Go Ahead, Drink the Kool-Aid

Here's something I'd never heard of until today: the Villejuif leaflet, which sparked a food panic in the 1970s and '80s, mostly in Europe, and especially in France. It was a simple list spread by pre-Internet methods (mimeographs and photocopies, probably) claiming that a number of well-known and harmless chemicals were in fact highly carcinogenic, and conversely that a number of dangerous chemicals were harmless. These days, nonsense travels faster, but it always got around.

Reportedly millions were befuddled by the leaflet, which was falsely attributed to the Gustave-Roussy Institute in Villejuif, France, which specializes in oncology. The leaflet touted citric acid (E330) as an especial menace, something not even the most rabid food purists would claim then or now. More about the leaflet is here, as well as being mentioned in a book on the theory and practice of rumors.

I found out about the leaflet because of the packets of Kool-Aid I have in my kitchen. They're the genuine articles, owned by Kraft Foods these days, with Kool-Aid Man right there on the front. Not long ago Lilly and I were at the grocery store and she asked me to buy Kool-Aid. She'd never asked for it before, but she's taken to drinking it at a friend's house. I'd never bought it for her, mainly because it had never occurred to me. The last time I was a consumer of Kool-Aid, along with a fair amount of Hi-C (a Coca-Cola brand) and Funny Face (a Pillsbury brand), was during the Nixon administration.

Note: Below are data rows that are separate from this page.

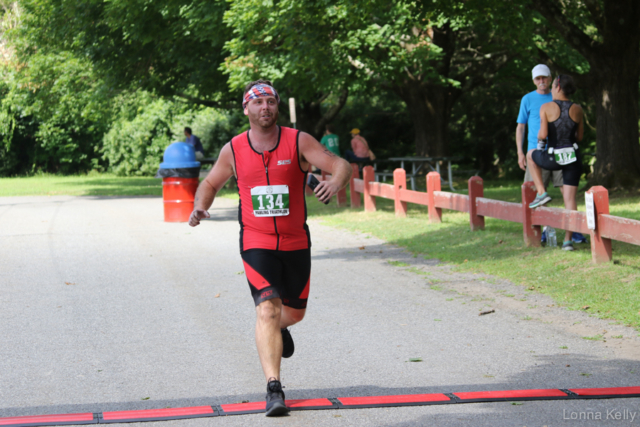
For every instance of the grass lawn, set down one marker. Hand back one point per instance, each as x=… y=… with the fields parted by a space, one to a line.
x=86 y=185
x=611 y=290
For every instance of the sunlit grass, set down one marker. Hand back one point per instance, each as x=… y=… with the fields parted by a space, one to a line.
x=611 y=290
x=86 y=185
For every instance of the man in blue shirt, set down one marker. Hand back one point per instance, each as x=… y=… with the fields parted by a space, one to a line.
x=194 y=141
x=529 y=116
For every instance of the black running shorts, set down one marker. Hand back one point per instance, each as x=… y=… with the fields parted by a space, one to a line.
x=278 y=274
x=570 y=173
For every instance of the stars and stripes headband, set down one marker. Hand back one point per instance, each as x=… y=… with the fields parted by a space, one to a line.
x=258 y=91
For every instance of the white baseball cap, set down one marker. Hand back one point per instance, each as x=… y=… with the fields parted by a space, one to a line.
x=540 y=70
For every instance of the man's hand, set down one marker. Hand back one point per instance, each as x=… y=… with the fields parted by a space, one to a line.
x=522 y=161
x=197 y=215
x=325 y=190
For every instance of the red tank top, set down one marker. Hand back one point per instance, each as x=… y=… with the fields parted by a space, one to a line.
x=261 y=172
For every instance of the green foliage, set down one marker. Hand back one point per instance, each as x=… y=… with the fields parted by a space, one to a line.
x=137 y=138
x=168 y=46
x=52 y=111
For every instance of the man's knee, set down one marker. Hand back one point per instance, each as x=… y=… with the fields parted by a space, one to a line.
x=296 y=314
x=269 y=310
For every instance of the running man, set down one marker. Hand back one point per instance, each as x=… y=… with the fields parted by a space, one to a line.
x=271 y=164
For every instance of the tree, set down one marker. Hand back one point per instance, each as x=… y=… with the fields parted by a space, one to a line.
x=171 y=47
x=427 y=53
x=607 y=34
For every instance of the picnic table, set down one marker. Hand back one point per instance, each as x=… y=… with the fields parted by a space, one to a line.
x=417 y=163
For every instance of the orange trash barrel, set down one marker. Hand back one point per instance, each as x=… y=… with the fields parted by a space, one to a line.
x=179 y=172
x=178 y=195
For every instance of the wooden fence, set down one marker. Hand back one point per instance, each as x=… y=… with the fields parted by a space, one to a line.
x=608 y=227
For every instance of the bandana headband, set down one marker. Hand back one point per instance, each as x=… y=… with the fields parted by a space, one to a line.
x=258 y=91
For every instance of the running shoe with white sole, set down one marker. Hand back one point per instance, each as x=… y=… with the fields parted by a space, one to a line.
x=275 y=400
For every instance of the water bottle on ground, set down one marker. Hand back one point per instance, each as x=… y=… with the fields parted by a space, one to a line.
x=552 y=240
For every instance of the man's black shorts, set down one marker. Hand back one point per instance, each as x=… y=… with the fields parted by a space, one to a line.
x=570 y=173
x=278 y=274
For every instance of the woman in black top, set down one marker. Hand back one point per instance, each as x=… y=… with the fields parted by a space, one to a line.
x=561 y=121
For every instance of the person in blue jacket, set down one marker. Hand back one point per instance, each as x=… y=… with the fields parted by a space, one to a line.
x=194 y=141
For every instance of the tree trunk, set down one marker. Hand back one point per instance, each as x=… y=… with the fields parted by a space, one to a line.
x=616 y=97
x=429 y=106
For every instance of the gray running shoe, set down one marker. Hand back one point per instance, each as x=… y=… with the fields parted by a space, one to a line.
x=275 y=399
x=540 y=200
x=287 y=343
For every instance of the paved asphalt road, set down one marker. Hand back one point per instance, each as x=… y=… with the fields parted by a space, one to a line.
x=103 y=306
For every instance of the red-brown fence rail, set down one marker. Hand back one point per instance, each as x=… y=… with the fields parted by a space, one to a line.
x=608 y=227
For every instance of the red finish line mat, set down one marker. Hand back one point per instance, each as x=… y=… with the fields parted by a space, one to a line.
x=317 y=404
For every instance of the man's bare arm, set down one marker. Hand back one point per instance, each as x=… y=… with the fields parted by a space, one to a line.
x=544 y=123
x=211 y=185
x=522 y=160
x=312 y=152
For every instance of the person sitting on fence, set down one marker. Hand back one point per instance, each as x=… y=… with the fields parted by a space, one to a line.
x=360 y=151
x=561 y=121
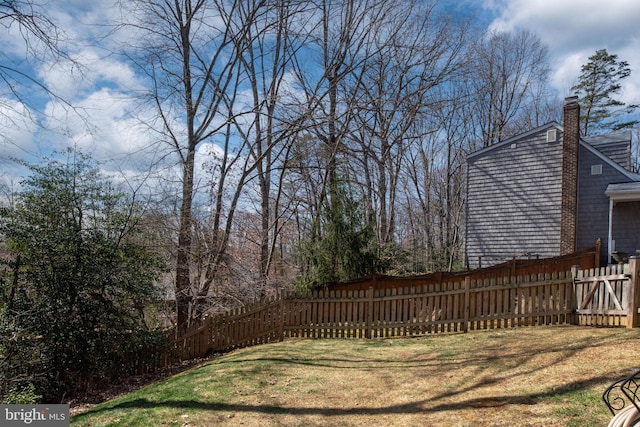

What's the main ingredient of Kool-Aid? I didn't know, so I checked: citric acid. That information led to my Villejuif tangent. Runner-up ingredients are maltodextrin, calcium phosphate, salt, artificial flavor, vitamin C, Red 40 and Blue 1.

Everything has a history; and so it is with Kool-Aid. It's just another thing we have Hastings, Nebraska, to thank for.

At 20¢ a pack, which is what I paid, Kool-Aid is actually much cheaper now than during the Great Depression, adjusted for inflation. It sold for a nickel a pack in those days, it seems, which the Fed's inflation calculator tells me had the equivalent of about 85¢ worth of purchasing power today. One more thing: if the Kool-Aid Man broke down your wall or fence, how would you explain that to the claims adjuster?